Every Time You're Mean To Your Sister, A Unicorn Cries
The title has nothing to do with the rest of the post, it just popped into my head this weekend and has been stuck there ever since. I didn't say it. Wanted to. But didn't.
No camping trip last weekend, due to heavy rains. And although rain is always welcome here in the high desert, and Saturday was a dream, cabin fever settled in with a vengeance by Sunday afternoon. Thus the crying unicorns.
I know I've written about it a lot in the past, but I can't help but gush: the Cassini spacecraft is the single coolest thing we've ever flung into space (at least until the New Horizons probe gets to Pluto and the Kuiper Belt and eventually even our good friend The Oort Cloud). The Cassini mission just gets cooler and cooler, weirder and weirder, dipping and diving among the moons and rings and other strange critters orbiting Saturn, changing course every few weeks to check out something new and improbable. It's not a pre-programmed path, but done somewhat on-the-fly; whenever they find something cool they scoot Cassini past it for a closer look. A few months ago Cassini did a spectacular fly-by of Saturn's bizarre ice-spewing moon Enceladus, where it flew through a giant ice geyser to see what it was made of, how hot it was, etc.

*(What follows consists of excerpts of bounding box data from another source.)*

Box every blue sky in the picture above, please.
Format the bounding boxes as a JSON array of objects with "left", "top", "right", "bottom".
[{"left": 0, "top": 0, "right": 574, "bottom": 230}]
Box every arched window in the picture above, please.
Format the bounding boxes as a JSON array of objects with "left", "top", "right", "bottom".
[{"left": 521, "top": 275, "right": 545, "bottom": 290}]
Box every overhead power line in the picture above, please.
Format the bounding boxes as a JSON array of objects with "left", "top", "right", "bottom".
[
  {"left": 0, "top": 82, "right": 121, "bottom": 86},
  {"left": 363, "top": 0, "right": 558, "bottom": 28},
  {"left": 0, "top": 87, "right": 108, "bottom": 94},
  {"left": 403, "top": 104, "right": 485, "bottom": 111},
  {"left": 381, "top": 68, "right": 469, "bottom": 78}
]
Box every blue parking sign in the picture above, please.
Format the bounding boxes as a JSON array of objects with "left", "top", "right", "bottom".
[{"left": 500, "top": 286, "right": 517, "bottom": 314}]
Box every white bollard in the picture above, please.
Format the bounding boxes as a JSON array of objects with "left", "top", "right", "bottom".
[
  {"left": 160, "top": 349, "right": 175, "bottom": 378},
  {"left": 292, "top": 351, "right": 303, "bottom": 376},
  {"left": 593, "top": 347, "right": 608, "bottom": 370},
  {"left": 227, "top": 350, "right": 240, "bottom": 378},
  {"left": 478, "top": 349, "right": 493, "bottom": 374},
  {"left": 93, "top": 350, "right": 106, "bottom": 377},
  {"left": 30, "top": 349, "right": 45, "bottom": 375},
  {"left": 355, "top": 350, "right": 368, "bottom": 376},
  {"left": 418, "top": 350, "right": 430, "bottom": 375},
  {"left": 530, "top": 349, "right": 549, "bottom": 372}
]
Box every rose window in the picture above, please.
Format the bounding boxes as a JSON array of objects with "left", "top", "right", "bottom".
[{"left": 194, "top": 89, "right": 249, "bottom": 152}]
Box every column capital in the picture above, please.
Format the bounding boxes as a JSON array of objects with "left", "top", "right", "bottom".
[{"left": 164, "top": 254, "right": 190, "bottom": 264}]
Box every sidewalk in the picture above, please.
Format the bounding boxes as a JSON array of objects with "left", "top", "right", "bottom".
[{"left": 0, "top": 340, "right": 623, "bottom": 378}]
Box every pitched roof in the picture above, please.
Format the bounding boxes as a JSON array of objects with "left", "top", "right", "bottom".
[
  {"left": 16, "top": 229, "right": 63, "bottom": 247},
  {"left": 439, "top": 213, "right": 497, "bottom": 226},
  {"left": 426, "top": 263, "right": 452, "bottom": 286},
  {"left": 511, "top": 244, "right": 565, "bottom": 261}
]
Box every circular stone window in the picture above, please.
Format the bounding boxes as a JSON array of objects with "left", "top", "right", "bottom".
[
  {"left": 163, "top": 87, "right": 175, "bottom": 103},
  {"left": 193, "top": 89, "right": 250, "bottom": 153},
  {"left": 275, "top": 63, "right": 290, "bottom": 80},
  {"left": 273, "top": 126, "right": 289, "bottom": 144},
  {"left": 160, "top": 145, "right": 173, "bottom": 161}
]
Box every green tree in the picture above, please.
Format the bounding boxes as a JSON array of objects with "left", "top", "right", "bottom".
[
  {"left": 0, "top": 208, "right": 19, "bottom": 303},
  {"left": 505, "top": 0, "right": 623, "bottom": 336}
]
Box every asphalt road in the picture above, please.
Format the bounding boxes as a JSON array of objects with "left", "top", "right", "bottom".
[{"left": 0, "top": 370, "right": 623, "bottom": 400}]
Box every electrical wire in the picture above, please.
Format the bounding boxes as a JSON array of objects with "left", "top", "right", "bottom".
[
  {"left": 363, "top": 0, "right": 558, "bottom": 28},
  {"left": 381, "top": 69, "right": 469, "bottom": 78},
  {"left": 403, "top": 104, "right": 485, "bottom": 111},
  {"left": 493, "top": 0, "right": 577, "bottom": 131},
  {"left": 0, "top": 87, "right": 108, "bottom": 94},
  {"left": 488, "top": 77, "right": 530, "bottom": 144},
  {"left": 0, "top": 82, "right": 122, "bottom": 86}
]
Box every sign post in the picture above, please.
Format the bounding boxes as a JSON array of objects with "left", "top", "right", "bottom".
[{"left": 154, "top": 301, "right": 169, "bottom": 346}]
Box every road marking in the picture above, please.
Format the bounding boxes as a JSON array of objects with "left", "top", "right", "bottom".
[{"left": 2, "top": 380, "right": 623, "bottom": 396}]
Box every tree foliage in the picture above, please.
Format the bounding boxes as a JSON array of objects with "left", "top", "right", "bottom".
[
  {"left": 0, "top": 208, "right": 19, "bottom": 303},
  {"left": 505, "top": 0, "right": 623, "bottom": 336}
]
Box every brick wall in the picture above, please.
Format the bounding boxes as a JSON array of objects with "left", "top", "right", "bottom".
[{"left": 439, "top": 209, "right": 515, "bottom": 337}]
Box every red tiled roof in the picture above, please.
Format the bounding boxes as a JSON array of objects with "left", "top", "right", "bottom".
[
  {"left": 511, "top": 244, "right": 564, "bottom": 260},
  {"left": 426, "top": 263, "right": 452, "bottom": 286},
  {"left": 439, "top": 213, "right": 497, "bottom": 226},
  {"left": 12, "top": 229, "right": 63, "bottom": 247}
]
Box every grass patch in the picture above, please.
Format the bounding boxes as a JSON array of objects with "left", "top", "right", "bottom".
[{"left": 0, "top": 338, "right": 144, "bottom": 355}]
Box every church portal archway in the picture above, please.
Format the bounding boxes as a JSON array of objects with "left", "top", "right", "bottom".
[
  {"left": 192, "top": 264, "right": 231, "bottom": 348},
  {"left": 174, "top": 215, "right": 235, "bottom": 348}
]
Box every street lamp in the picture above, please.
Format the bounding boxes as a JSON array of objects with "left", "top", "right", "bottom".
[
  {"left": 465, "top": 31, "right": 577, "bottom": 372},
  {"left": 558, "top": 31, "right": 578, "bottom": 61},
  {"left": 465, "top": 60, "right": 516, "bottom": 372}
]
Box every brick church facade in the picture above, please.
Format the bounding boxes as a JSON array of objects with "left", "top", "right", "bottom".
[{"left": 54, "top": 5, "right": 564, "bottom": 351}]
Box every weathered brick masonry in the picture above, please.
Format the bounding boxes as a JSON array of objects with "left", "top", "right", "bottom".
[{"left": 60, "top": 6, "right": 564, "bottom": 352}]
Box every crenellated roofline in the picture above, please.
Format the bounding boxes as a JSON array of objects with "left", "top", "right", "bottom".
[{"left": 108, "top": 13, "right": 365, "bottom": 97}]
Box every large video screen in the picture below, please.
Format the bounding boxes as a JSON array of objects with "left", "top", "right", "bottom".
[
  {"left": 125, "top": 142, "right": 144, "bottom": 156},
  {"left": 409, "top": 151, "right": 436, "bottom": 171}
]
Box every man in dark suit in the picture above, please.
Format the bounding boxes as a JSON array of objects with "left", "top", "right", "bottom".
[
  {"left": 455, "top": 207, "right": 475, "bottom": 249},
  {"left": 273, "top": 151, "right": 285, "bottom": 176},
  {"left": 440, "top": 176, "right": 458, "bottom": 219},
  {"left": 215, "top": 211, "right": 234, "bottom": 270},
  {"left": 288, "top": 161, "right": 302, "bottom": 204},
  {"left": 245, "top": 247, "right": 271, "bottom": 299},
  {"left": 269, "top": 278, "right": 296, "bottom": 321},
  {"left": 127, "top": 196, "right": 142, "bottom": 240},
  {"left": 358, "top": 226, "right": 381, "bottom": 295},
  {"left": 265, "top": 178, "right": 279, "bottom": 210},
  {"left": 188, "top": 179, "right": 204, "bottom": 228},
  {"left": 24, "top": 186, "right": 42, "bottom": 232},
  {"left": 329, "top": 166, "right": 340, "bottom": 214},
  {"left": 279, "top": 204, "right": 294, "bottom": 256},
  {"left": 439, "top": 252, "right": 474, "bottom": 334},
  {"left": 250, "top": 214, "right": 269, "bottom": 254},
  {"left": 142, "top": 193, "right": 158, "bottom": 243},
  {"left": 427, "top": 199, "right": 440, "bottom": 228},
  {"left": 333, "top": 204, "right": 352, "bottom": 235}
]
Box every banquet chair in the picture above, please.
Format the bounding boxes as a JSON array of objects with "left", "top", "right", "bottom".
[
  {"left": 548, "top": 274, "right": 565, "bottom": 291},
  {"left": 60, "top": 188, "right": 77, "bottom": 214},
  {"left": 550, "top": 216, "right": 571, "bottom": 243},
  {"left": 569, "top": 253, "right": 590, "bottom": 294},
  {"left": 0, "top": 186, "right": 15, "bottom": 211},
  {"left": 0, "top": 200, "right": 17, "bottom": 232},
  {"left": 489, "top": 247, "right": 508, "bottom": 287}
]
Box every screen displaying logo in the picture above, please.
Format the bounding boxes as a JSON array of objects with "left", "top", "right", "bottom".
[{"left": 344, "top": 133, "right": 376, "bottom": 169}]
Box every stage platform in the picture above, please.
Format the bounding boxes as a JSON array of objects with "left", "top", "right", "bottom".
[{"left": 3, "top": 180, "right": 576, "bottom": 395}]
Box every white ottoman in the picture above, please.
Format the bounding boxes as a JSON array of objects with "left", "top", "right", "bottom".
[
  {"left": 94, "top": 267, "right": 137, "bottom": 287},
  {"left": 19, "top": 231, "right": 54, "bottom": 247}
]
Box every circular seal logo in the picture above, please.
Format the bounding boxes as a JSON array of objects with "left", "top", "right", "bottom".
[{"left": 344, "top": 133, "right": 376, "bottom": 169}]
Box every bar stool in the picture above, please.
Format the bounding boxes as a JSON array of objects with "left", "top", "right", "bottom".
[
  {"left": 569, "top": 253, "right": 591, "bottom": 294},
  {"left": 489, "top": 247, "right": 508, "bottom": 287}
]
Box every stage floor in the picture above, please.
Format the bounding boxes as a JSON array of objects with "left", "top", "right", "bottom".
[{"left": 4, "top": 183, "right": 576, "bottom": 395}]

Now it's back! Flying at an altitude of 30 miles, going 64,000 miles an hour, Cassini took this shot:

Let me repeat that: 64,000 mph, and skimming only 30 miles above the surface. That's an exacting flight path, particularly when it's being flown by people literally 800 million miles away.
Next pass will be from 15 miles high.

The reason Enceladus is getting so much attention is because of those geysers. They come out of a set of four great cracks in the ice called the Tiger Stripes. Beneath the cracks is some sort of heat source, probably in the form of tidal friction from Saturn (though the Babe in the Universe thinks, predictably, that it may be a black hole). The combination of water, a heat source, and the presence of carbon molecules (discovered in the ice geyser during the last fly-by) have made this number one with a bullet on the short list of places offering the possibility of life in our solar system. Nowhere else have water, a heat source, and carbon molecules been found in the same place. All three are considered prerequisites for life.
This is an exciting time. Ice on Mars. Methane lakes on Titan.
Life here on Earth is tenacious and resilient enough so that we find it in the Arctic, in deserts, in acidic environments, high radiation environments, huddled against underwater volcanic vents. Perhaps it's merely a hedge against my Godless world view, but I'd like to believe life is as plentiful out in space, and as infinitely varied, as it is here on Earth.
We might find out real soon.
I'd be remiss if I didn't add that Pedro pitched a poem of a game this last Saturday, his best outing of the season. 7 innings pitched, 1 earned run, 8 hits, 1 walk. He's back! And, not coincidently, the Metros are in first place.
The Yankees, meanwhile, with virtually the same record, are 10 games out of first place. Ah, the vicissitudes of baseball.